The back section of the magazine is where all of the closest things to human interest stories go, and where all of the specially photoshopped fashion and beauty spreads can be found. The interview with Sarah Hyland is a little more substantial than the usual cover star interview, as they discuss her recent illness and kidney transplant. Be that as it may, six out of twelve questions were still about her boyfriend. After that there is an extremely pale and bony pair of models that show off some shapeless clothes, nothing new unfortunately. And after that, there is an extremely helpful article about how to make-out with a boy successfully (so glad they put that in there, very vital stuff).

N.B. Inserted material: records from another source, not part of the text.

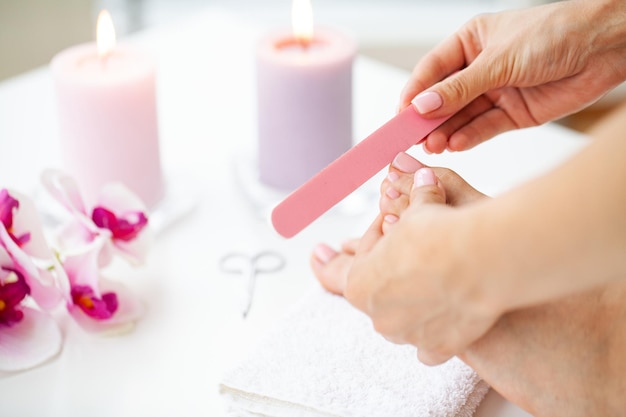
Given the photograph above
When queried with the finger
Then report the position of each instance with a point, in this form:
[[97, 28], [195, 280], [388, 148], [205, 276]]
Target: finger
[[450, 95], [426, 188], [443, 60], [484, 127], [437, 141]]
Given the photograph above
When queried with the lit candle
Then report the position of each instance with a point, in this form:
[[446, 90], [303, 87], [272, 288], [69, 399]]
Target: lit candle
[[107, 112], [304, 91]]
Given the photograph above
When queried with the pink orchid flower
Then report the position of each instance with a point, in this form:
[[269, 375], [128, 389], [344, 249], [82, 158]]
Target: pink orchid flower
[[94, 302], [118, 214], [28, 336], [116, 225]]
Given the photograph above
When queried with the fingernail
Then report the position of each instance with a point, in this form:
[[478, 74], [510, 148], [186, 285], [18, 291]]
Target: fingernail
[[392, 193], [390, 218], [393, 177], [424, 176], [324, 253], [427, 102], [406, 163]]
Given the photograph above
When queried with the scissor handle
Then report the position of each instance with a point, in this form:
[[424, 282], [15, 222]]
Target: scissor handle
[[262, 262]]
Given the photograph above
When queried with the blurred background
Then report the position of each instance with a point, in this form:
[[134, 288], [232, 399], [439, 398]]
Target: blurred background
[[398, 32]]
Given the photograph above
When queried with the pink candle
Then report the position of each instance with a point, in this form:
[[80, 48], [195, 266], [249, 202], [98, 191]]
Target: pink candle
[[304, 86], [107, 116]]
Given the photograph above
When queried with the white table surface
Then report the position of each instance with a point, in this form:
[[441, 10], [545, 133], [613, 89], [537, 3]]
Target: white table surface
[[171, 363]]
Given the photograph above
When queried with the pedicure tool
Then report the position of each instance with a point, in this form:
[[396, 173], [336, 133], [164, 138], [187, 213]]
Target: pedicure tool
[[351, 170], [250, 266]]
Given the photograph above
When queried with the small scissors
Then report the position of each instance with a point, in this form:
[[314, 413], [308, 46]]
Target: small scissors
[[261, 263]]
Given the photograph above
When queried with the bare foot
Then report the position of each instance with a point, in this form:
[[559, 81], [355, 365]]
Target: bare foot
[[566, 358]]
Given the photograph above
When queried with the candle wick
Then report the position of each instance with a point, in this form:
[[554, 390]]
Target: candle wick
[[104, 59], [304, 43]]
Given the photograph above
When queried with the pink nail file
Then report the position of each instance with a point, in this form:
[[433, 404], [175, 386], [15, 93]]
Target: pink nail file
[[348, 172]]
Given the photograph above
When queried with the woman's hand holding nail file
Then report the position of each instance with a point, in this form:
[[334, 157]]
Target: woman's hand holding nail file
[[350, 171]]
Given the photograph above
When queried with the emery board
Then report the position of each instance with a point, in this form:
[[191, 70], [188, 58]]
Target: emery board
[[351, 170]]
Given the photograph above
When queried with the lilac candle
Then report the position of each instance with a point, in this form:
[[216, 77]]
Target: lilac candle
[[304, 92], [107, 109]]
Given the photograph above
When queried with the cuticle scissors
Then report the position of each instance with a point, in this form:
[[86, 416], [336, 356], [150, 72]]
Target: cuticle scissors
[[261, 263]]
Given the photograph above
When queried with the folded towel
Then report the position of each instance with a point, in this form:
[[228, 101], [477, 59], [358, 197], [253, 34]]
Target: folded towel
[[325, 359]]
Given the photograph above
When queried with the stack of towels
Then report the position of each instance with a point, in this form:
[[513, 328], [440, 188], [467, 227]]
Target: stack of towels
[[325, 359]]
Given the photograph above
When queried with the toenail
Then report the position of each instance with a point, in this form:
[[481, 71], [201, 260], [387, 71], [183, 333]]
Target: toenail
[[391, 218], [393, 177], [392, 193], [324, 253], [406, 163]]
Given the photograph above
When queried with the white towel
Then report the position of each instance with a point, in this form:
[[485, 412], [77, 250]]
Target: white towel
[[325, 359]]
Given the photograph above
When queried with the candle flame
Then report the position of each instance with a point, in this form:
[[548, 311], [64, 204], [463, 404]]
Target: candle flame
[[105, 34], [302, 20]]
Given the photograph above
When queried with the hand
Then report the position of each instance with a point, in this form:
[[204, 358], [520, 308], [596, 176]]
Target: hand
[[518, 69]]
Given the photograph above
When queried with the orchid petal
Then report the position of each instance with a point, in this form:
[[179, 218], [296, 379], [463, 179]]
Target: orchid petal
[[117, 198], [27, 219], [121, 201], [82, 267], [32, 341], [8, 205], [46, 294], [64, 189], [129, 310]]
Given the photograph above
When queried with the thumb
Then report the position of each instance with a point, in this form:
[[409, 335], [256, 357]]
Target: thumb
[[455, 92], [426, 188]]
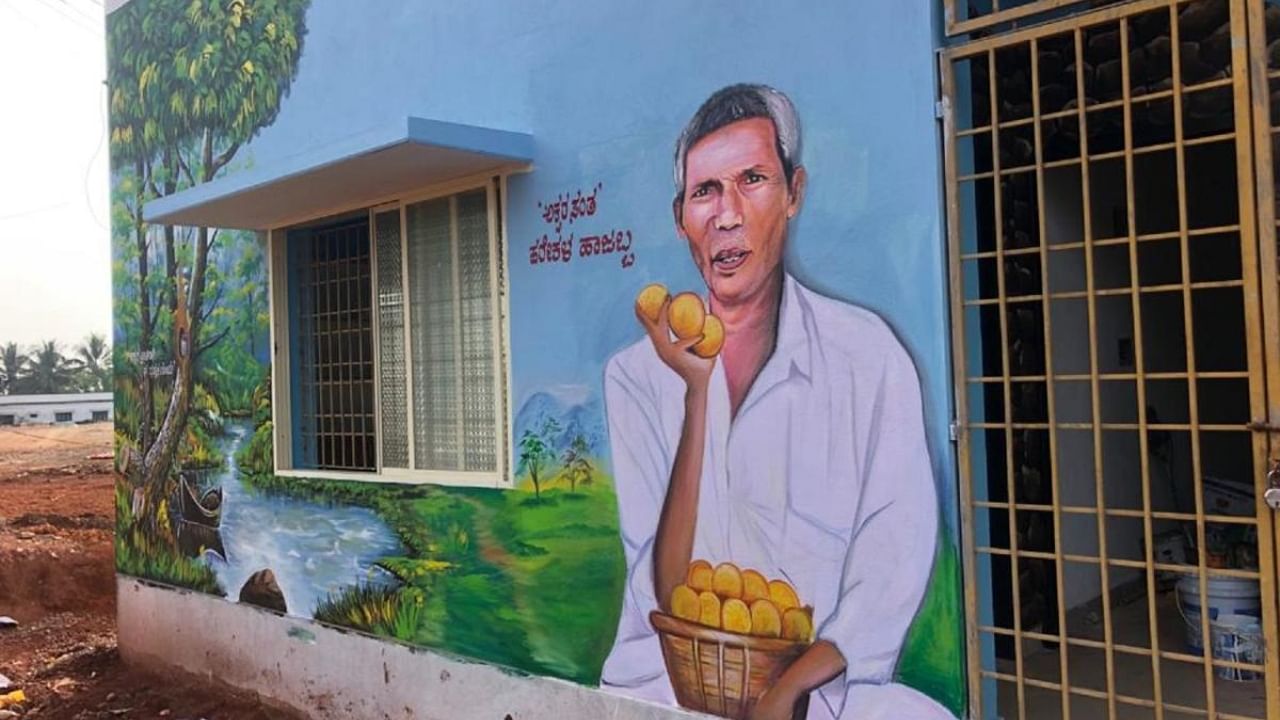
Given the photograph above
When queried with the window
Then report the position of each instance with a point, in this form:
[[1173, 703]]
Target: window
[[394, 340]]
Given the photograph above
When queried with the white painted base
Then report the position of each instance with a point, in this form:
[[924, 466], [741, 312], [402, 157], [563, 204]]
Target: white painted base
[[333, 674]]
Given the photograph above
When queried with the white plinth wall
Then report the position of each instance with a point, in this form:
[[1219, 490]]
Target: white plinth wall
[[333, 674]]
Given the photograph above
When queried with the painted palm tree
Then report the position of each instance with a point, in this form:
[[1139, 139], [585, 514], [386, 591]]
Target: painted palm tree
[[95, 360], [12, 365], [49, 370]]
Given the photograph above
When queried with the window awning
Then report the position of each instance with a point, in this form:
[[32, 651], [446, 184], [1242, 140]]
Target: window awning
[[361, 169]]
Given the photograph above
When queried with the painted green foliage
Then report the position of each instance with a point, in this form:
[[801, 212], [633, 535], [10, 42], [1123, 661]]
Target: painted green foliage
[[190, 85]]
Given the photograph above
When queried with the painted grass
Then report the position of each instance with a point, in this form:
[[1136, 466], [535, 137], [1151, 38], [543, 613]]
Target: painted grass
[[536, 584], [932, 655], [154, 560], [373, 609]]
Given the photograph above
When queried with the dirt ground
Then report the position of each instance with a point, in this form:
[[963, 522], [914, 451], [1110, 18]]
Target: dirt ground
[[58, 582]]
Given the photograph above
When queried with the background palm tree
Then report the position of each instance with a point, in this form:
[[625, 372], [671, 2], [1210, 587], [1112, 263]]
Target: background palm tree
[[95, 361], [12, 364], [49, 370]]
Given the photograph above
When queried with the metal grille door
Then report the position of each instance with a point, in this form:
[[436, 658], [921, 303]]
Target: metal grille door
[[334, 406], [1110, 370]]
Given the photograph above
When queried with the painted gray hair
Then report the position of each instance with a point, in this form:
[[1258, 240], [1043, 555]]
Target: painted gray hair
[[740, 103]]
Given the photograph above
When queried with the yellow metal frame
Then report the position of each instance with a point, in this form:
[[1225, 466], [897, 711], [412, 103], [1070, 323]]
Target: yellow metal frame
[[1257, 232], [997, 16]]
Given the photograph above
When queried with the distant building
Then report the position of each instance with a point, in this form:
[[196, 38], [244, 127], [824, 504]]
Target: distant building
[[55, 409]]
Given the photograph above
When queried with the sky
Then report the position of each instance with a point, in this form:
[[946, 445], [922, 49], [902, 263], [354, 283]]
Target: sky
[[55, 272]]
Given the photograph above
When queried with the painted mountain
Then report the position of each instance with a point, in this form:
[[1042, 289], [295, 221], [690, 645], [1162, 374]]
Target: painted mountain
[[575, 409]]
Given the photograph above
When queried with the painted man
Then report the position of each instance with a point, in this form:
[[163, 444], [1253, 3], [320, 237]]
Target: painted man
[[799, 451]]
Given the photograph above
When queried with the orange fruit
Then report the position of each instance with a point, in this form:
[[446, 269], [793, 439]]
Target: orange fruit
[[699, 575], [766, 619], [737, 616], [754, 587], [784, 595], [686, 314], [709, 609], [796, 625], [685, 604], [713, 337], [650, 299], [727, 580]]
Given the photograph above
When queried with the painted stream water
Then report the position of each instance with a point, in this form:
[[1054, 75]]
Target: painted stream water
[[312, 548]]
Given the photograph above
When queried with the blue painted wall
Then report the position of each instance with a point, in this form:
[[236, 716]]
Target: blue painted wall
[[606, 108], [604, 90]]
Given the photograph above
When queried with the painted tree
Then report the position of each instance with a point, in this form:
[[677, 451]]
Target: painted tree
[[12, 364], [533, 456], [577, 463], [191, 83], [536, 451]]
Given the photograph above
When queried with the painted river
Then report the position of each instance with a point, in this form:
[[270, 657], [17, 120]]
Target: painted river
[[312, 548]]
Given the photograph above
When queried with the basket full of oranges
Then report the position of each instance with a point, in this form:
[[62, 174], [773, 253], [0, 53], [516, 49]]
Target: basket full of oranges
[[728, 637]]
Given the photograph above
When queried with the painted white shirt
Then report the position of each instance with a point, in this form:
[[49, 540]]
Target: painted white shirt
[[823, 478]]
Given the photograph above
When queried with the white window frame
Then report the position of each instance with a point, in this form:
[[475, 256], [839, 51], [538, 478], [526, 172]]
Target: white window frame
[[496, 190]]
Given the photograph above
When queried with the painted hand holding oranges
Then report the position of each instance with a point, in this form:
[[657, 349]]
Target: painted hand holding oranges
[[686, 315], [741, 601]]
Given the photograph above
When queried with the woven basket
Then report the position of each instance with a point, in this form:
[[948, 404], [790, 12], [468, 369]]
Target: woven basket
[[722, 673]]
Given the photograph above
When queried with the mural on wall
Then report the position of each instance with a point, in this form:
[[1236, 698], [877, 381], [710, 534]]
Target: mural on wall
[[773, 433], [749, 469]]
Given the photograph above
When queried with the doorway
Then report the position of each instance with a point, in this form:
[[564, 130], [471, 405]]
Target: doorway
[[1104, 194]]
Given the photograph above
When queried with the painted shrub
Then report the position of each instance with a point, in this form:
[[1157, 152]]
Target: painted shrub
[[823, 456]]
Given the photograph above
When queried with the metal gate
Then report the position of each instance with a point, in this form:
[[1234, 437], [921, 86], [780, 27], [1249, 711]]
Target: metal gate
[[1115, 323]]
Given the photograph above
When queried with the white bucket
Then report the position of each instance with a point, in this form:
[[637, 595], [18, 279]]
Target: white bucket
[[1226, 596], [1239, 639]]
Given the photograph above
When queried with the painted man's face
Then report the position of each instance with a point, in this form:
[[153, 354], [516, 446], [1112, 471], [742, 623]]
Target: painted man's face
[[736, 206]]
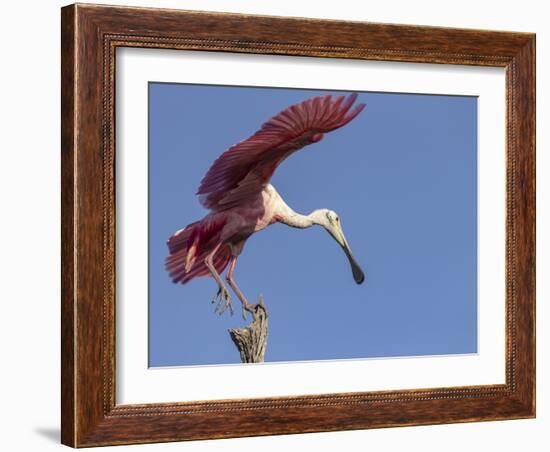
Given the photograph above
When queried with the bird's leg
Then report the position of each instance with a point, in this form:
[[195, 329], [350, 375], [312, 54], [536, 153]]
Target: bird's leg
[[223, 297], [229, 277]]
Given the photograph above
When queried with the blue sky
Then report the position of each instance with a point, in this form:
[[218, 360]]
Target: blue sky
[[401, 176]]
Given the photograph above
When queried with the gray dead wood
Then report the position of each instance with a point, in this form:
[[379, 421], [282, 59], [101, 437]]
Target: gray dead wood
[[251, 341]]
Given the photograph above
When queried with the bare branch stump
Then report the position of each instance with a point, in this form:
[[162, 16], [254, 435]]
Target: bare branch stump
[[251, 341]]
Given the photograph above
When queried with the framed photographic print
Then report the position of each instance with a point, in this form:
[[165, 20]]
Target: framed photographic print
[[283, 225]]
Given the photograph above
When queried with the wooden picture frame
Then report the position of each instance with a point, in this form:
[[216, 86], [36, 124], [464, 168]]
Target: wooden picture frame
[[90, 36]]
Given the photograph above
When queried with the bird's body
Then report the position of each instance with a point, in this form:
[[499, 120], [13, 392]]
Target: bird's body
[[242, 201]]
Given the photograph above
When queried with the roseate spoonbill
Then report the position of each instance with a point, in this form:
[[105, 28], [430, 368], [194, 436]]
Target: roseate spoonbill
[[236, 189]]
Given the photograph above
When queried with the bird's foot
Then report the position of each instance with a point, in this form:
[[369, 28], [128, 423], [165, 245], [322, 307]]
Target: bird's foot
[[223, 300], [249, 307]]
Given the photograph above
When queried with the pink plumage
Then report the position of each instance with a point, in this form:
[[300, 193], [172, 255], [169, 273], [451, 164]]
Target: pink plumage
[[236, 189]]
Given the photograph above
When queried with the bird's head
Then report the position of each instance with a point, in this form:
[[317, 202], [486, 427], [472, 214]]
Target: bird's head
[[331, 222]]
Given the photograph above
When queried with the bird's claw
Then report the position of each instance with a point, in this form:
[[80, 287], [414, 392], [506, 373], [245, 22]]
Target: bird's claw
[[223, 300]]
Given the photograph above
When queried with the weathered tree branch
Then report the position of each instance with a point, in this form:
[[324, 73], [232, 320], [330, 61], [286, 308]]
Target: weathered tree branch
[[251, 341]]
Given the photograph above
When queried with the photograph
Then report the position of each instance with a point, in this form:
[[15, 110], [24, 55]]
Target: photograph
[[344, 222]]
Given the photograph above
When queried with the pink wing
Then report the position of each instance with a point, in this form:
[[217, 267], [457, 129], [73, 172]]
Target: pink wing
[[243, 171]]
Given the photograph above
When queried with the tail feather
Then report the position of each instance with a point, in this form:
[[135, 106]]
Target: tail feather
[[190, 246]]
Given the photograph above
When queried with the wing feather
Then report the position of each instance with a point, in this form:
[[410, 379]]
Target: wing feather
[[241, 172]]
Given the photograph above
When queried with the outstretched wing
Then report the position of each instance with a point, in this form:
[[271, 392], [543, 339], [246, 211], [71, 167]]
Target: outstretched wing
[[243, 171]]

The next article is okay, it is apparently about embracing one’s natural beauty, so for this one they use a size-four brunette model, and let the girls keep their freckles (I’ll admit, it is nice to see some facial features other than smooth skin and blue eyes). The next article is a bit tricky. It’s about this campaign that Seventeen went on with Tyra Banks to find the most “Fiercely Real girls in America,” and it goes on to profile the top four winners--who are all curvaceous, and three of which are not Caucasian. On the surface, it looks like a refreshing and progressive show of solidarity to girls in America, but in reality this is not the case. First of all, no one person is “more real” than anyone else. They only say “fiercely real” because it would be politically incorrect to say “fiercely plus-sized.” Also, by calling them the most fiercely real girls in America, they are actually sending a message to extremely skinny girls they they are not normal, not to mention the fact that they are inadvertently proving that they don’t depict any supposedly “real” girls in their other photographs! I don’t know how you managed it, Seventeen, but you’ve literally created an article that is offensive to basically every girl who reads it. You don’t demonstrate real diversity if you shove all of it to the back of the magazine in one tiny, little article--you will be considered diverse when the photographs throughout the magazine show a variety of shapes and sizes, ethnicities and features.
Overall rating: F
So, Seventeen did not stack up very well when I read it carefully and critically. I, however, feel very empowered now that I have verbalized what is so wrong with it. When I read it this time around, I didn’t let it take away any of my power or my self-esteem--I approached reading it as the exhaustive task it truly is, and I feel so much better for it. In formally criticizing Seventeen, I have given it a new meaning and place in my mind. I hope this lengthy blog has at least inspired you to read your own magazines critically. I also hope that if you do, it helps you as much as it has helped me. Now that this is off my chest, I will go to bed and dream peacefully.
Remember, criticize the media, don’t let the media criticize you.